Do operational risk taxonomies have a future?
- 28 April 2020
ORX has recently published a new reference taxonomy for operational risk. It has been positively received by members, the industry and by supervisors. We’re investing in the extension of that taxonomy in 2020. But, given the rise of advanced analytics, do taxonomies have a future?
Our recent work has been focused on bringing the industry operational risk taxonomy up to date. We started with the current event-based taxonomy. Many event types have stood up well and we simply reflected more user-friendly language. Some event types have proven to be more popular and so these we expanded. Some event types weren’t significant in 2007 but are very much more significant now, and these we added.
It is interesting to note how our method, in reaching these conclusions, differed from previous efforts. Historically the formation and amendment of a taxonomy was expert-led. We chose instead to be data-led and then apply analytics and expert judgement. We have also explicitly stated that we expect the taxonomy to continue to evolve. These decisions reflect the more dynamic nature of risk. So the effort becomes ongoing, making small changes more often.
This year we’ll be investing in testing how well our reference event types work and developing a taxonomy for cause and for impact. We, along with many in the industry, believe that the combination of cause, event and impact offers a much better base for categorisation of events and solves many of the more vexing categorical issues.
Why then, now, question the value of these efforts? The answer lies in the fundamental changes we are seeing in the way that technology allows us to collect, label, analyse and report data.

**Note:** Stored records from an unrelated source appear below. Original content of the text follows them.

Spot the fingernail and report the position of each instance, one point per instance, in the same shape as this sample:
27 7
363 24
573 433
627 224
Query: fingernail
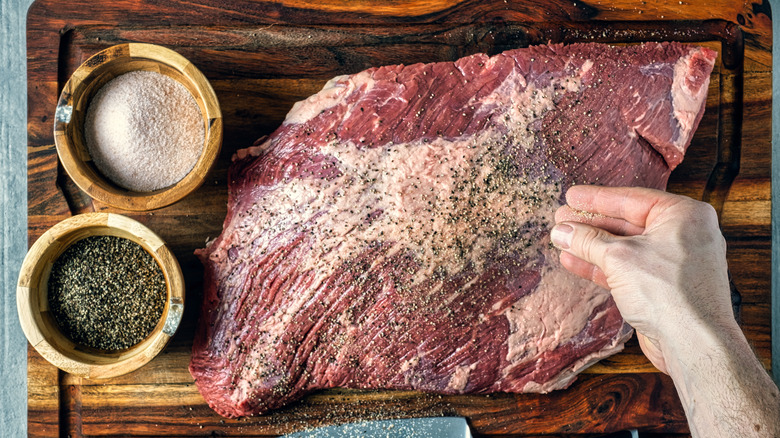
561 236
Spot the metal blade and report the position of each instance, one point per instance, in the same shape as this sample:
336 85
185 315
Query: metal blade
441 427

Previously you needed a top-down taxonomy as an instruction to enable the bottom-up semi-manual collection and analysis of data. Within firms, this made data comprehensible and, across the industry, comparable.

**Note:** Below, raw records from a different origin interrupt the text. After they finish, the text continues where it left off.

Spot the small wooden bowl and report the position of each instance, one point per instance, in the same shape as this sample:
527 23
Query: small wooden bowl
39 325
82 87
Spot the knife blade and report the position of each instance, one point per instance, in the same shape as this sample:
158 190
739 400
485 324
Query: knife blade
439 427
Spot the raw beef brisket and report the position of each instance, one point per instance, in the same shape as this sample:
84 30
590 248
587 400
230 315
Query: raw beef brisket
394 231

Technology enables machines to pull unstructured data directly from business systems, develop bottom-up categorisation and unconstrained analytics in real-time. We can therefore learn and make changes much more quickly than in the past.
Why then the need for a taxonomy? Why not just let the machines just do their work? The answer lies in who you’re producing analysis for. People. We expect taxonomies to change a little more often and we anticipate that new technology will make it easier to make those changes. But people understand stories best and the best stories require a constant cast of characters. So, taxonomies do have a future, just different from the past.